Giancarlo Galan, the former governor of Italy’s Veneto region and most recently minister of Agriculture, has been named Italy’s new culture minister.

Italy’s previous minister of culture Sandro Bondi stepped down following after a series of culture mishaps that brought some of Italy’s arts institutions on the brink of closure.

Bondi’s role was challenged most strongly late in 2010, when the nation was hit by a massive cultural disaster when a 2,000 year old House of Gladiators in Pompeii, a UNESCOWorldHeritage Site collapsed.

Bondi survived that crisis, but when earlier this month Italy’s single arts fund, known as FUS (Fondo Unico Spettacolo) was slashed to record lows, Bondi stepped down.

Film studios Cinecitta, film promotional body and archive Cinecitta Luce, and ultimately the Venice Film Festival expressed that operational activities would be at risk due to the cuts.

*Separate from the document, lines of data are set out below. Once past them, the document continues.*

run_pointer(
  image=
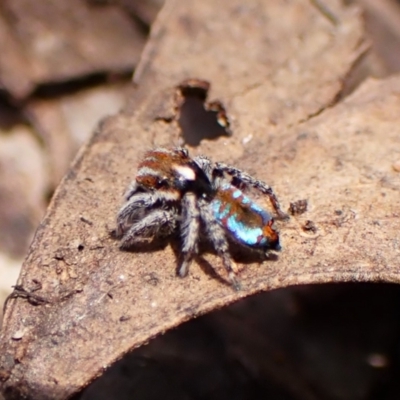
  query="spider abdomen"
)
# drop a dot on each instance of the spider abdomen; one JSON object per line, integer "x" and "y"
{"x": 245, "y": 220}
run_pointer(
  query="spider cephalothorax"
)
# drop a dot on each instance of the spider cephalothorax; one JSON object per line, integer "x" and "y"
{"x": 198, "y": 198}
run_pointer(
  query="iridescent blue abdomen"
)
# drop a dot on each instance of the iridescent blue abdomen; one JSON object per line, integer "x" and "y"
{"x": 247, "y": 222}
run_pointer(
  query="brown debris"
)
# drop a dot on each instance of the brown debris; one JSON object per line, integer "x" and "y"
{"x": 53, "y": 41}
{"x": 281, "y": 88}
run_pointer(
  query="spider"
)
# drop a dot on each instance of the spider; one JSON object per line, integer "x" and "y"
{"x": 196, "y": 197}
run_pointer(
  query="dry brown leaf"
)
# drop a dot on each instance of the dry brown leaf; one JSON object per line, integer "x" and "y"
{"x": 276, "y": 67}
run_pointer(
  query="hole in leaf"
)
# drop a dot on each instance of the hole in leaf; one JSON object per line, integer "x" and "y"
{"x": 197, "y": 118}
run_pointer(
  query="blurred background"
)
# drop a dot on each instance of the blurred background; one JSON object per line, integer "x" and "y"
{"x": 66, "y": 65}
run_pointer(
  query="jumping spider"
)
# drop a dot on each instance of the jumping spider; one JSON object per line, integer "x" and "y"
{"x": 198, "y": 198}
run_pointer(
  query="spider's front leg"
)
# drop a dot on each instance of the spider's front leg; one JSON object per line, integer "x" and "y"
{"x": 243, "y": 178}
{"x": 138, "y": 205}
{"x": 158, "y": 222}
{"x": 216, "y": 235}
{"x": 189, "y": 230}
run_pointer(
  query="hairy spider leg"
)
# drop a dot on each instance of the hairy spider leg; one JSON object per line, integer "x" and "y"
{"x": 248, "y": 180}
{"x": 189, "y": 228}
{"x": 217, "y": 236}
{"x": 138, "y": 206}
{"x": 151, "y": 225}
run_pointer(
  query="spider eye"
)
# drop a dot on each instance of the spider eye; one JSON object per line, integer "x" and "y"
{"x": 183, "y": 152}
{"x": 185, "y": 173}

The government originally cut $200m (€140m) while a further $37m (€26m) was frozen, bringing the fund down to $367m (€258 m) across all disciplines. However, Galan’s entry was accompanied by the executive branch of the government reinstating the overall arts budget back to 2010’s levels of $608m (€428 m). Although still lower than the arts community would like, the creative industries are breathing a sigh of relief.

Galan joins the ranks of the culture elite after serving as Agriculture minister in 2010-2011. As Governor of the Veneto region, he was among the core group of politicians that at time exercised influence over the Biennale arts organisation, which oversees the Venice film festival and the other Biennale events including the Biennales of art, dance, theatre and architecture.

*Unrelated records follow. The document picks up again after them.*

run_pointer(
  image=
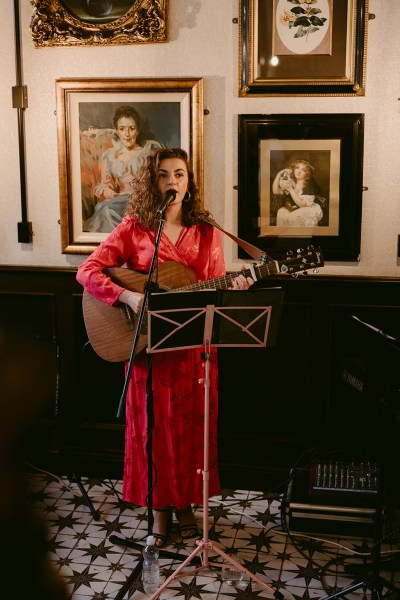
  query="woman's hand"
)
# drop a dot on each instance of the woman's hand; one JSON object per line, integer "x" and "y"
{"x": 132, "y": 299}
{"x": 241, "y": 282}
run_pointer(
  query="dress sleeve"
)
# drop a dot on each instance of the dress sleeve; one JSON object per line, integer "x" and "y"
{"x": 113, "y": 252}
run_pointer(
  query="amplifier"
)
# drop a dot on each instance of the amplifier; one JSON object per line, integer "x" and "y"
{"x": 334, "y": 499}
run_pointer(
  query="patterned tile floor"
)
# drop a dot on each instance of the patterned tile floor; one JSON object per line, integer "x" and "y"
{"x": 95, "y": 564}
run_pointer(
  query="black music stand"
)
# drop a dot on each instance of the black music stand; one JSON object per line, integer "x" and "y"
{"x": 212, "y": 318}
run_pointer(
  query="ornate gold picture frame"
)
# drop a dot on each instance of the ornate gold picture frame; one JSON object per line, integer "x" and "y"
{"x": 98, "y": 23}
{"x": 170, "y": 113}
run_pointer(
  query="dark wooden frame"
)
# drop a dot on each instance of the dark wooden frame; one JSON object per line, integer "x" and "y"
{"x": 339, "y": 73}
{"x": 349, "y": 130}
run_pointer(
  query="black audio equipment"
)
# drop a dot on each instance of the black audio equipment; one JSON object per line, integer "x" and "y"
{"x": 332, "y": 499}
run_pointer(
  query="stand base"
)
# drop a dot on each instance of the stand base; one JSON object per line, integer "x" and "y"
{"x": 204, "y": 547}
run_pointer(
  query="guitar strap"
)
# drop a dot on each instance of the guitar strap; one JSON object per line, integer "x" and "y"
{"x": 259, "y": 255}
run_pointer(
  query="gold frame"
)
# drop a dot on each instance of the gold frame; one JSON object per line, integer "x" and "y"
{"x": 187, "y": 94}
{"x": 53, "y": 24}
{"x": 339, "y": 71}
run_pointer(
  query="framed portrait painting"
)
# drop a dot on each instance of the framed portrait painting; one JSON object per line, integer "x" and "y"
{"x": 91, "y": 118}
{"x": 98, "y": 22}
{"x": 302, "y": 48}
{"x": 300, "y": 182}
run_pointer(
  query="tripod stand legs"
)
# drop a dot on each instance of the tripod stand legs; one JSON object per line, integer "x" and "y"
{"x": 204, "y": 546}
{"x": 76, "y": 479}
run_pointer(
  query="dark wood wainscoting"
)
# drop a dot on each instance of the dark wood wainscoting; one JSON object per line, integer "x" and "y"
{"x": 278, "y": 405}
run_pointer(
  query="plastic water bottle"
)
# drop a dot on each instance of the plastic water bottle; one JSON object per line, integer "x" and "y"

With today’s decision, the government also said the “arts fund had been stabilized and the tax credit too, will be stable and permanent.” Italy’s tax credit law was just renewed for a second run through 2013. It allows foreign productions to reap benefits up to 25% of production spend.

That law, under Bondi, was saved thanks to a “ticket tax” of one Euro per cinema ticket sold and which was the means to finance the tax credit.

That however has now been reversed. Exhibitors were against levying a tax from cinema goers and the government has instead decided to fund the arts fund and the tax credit by increasing petrol tax by one-two cents.

Paolo Ferrari, president of Italy’s motion picture organization Anica called, the decision to reinstate the arts funding “wise and fair.”

Producer Riccardo Tozzi, president of the producer section of Anica and co-partner of Cattleya expressed his satisfaction. “Now the arts and entertainment can make a better contribution to the rebirth of our country,” he said.